One, he suggested that journalists are encumbered to and bound by the wishes of the media outlet's owner. He said:
“Rocking the boat”, I suspect, was never that big on the journalist’s agenda, particularly if not exactly to the proprietor’s taste. In any case, rocking it has more often been a case of cumulative work rather than going for it in one steady hit.

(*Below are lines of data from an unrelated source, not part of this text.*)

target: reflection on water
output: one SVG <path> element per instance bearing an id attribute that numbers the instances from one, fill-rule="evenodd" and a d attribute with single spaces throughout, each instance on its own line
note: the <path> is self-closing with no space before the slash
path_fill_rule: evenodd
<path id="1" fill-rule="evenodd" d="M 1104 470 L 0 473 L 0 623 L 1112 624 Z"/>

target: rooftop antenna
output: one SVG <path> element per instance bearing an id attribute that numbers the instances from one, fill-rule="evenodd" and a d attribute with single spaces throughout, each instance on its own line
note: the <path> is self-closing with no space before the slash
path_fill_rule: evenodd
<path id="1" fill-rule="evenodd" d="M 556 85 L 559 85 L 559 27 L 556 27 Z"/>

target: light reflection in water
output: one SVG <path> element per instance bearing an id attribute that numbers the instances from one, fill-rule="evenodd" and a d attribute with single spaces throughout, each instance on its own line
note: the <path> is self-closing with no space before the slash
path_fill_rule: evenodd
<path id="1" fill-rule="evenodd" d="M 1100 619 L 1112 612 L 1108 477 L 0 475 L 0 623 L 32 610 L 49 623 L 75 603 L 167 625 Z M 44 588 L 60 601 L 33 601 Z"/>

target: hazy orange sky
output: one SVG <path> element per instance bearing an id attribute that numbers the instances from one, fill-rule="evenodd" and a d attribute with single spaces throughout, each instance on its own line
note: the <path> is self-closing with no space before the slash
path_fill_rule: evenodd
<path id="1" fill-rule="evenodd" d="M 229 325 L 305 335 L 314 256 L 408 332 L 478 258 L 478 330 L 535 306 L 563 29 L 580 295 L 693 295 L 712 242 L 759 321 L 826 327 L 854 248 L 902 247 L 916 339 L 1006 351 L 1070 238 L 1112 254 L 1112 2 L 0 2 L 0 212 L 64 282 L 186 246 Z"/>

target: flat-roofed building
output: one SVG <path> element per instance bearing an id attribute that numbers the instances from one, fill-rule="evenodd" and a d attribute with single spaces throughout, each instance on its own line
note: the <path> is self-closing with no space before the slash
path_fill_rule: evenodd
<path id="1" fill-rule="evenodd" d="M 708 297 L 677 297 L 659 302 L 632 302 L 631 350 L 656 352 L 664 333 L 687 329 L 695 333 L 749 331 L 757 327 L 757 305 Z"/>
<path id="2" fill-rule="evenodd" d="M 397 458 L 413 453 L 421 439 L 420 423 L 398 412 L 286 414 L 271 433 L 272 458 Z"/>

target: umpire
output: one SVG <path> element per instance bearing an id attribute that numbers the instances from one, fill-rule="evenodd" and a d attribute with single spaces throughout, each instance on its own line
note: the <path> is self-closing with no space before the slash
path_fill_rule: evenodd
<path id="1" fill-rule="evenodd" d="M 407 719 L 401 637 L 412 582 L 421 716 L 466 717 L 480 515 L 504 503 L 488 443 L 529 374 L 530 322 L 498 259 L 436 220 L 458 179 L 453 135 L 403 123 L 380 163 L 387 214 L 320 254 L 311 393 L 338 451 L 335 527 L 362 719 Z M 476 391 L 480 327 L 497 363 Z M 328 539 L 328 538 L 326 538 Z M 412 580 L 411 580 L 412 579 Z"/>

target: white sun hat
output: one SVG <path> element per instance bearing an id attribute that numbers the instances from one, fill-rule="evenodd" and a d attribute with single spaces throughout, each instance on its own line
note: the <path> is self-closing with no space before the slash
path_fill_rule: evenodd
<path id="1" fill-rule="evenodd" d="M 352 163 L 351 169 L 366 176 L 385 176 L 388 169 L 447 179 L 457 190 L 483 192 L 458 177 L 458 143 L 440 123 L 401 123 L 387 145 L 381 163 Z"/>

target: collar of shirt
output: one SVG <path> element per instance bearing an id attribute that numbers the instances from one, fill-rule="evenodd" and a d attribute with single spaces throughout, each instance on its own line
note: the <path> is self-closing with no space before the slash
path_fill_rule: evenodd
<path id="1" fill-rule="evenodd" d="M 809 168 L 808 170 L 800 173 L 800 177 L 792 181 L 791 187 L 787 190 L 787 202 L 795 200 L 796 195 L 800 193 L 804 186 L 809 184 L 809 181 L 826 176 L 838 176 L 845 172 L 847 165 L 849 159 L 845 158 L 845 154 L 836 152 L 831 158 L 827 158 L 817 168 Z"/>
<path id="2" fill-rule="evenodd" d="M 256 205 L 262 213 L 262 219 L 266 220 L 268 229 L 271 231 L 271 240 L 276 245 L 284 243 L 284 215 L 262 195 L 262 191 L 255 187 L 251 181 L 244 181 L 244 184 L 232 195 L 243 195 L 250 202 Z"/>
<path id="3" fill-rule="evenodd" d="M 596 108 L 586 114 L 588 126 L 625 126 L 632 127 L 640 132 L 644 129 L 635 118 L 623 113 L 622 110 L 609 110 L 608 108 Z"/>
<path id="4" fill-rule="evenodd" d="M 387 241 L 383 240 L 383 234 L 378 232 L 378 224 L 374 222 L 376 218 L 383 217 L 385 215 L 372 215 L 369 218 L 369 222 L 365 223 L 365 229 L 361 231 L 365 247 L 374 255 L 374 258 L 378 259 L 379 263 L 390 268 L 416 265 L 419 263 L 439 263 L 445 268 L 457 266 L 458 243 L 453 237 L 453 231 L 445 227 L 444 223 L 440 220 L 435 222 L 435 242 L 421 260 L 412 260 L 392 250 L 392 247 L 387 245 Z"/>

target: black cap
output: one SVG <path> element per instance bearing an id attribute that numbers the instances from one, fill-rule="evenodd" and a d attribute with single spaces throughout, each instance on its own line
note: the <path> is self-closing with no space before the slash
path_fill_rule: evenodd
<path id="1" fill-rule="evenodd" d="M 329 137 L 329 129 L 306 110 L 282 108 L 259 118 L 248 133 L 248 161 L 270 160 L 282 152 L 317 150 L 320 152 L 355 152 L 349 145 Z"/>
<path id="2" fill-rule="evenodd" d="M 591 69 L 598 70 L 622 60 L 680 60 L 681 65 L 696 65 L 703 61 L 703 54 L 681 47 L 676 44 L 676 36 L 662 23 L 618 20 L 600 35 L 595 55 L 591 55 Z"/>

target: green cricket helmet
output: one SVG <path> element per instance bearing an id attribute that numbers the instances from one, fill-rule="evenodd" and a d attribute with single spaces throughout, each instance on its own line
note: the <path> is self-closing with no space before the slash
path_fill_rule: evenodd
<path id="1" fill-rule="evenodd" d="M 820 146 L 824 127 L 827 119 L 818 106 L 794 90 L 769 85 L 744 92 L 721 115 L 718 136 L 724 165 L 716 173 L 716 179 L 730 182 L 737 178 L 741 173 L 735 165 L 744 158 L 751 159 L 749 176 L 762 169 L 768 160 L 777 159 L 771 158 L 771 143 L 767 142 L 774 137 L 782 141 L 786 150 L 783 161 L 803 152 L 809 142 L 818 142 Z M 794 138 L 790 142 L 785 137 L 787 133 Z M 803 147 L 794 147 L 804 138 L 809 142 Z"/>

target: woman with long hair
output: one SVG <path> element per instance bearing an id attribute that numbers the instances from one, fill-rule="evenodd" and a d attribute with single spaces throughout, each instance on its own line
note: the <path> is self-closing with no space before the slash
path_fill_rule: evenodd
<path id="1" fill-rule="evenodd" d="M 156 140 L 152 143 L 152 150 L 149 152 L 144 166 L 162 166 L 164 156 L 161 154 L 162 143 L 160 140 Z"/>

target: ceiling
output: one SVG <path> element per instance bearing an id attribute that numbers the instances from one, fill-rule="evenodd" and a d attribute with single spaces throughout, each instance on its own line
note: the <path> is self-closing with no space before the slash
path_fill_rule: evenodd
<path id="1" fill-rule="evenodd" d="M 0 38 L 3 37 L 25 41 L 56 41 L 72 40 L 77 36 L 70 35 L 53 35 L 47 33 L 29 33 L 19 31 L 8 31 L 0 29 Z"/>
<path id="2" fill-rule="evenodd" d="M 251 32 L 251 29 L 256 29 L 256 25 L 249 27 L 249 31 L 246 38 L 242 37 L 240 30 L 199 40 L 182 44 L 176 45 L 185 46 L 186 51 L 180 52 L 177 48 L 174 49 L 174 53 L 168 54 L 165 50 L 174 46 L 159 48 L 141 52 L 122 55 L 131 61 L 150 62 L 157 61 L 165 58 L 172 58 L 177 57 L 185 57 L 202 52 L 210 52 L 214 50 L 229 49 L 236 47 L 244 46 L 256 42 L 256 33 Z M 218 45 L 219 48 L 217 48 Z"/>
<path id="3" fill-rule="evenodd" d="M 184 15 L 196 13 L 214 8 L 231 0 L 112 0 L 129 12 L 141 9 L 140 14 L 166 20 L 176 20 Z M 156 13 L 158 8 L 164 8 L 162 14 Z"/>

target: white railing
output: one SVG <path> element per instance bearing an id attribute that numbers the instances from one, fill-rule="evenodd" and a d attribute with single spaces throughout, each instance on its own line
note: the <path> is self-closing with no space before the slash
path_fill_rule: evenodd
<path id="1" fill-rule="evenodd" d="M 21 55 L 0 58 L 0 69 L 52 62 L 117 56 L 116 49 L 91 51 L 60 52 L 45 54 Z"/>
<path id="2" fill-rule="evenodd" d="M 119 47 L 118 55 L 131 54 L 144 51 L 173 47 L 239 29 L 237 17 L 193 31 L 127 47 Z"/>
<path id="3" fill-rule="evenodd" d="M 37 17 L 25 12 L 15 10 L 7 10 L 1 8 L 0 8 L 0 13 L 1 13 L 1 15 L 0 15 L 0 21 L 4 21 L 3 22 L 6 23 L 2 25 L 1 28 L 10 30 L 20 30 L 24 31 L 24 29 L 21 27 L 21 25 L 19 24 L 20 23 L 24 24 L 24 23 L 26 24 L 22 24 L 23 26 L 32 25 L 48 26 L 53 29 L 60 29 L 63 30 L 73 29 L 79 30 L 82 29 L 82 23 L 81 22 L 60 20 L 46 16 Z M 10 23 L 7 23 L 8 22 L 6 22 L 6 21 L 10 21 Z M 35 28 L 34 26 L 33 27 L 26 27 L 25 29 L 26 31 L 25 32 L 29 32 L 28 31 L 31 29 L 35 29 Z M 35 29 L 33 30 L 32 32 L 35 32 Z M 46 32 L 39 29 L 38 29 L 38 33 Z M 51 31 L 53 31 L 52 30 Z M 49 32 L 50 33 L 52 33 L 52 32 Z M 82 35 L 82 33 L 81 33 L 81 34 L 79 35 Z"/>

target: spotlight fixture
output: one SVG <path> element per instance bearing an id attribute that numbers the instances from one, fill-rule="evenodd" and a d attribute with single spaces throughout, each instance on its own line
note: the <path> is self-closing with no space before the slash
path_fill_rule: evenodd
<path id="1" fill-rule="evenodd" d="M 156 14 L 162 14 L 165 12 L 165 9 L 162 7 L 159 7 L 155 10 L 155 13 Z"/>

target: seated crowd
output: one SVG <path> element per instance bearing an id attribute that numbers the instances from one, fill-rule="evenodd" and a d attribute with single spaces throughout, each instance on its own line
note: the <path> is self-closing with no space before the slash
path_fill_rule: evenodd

Two, he also suggested that journalists in Northern Ireland suffer from conformity and convention:
"Too many journalists still hunt in packs and so end up producing what Hugo Dixon calls ‘Me Too’ journalism. In the close confines of Northern Ireland this can lead to political pressures to conform (by not asking stupid questions) for the sake of our increasingly geriatric Peace Process™."Mick Fealty had previously looked at the concentrated pressure for journalists to conform. He quoted an Irish Times report:
"In [Northern Ireland] journalists were sometimes told to hold back on a story in case they might do damage to the delicate administration. While this was not a point to ignore, you couldn’t make exceptions."But Mick Fealty has said how Northern Ireland journalists should operate:
"I’ve no doubt of the contribution, but the “well-behaved witness” now needs to start asking “stupid” questions. Otherwise false, or partial, narratives will go unchallenged as those witnesses continue to ignore “the bits that do not suit particular prejudices”. And when “agreed truth becomes accepted, the real truth becomes a lie”."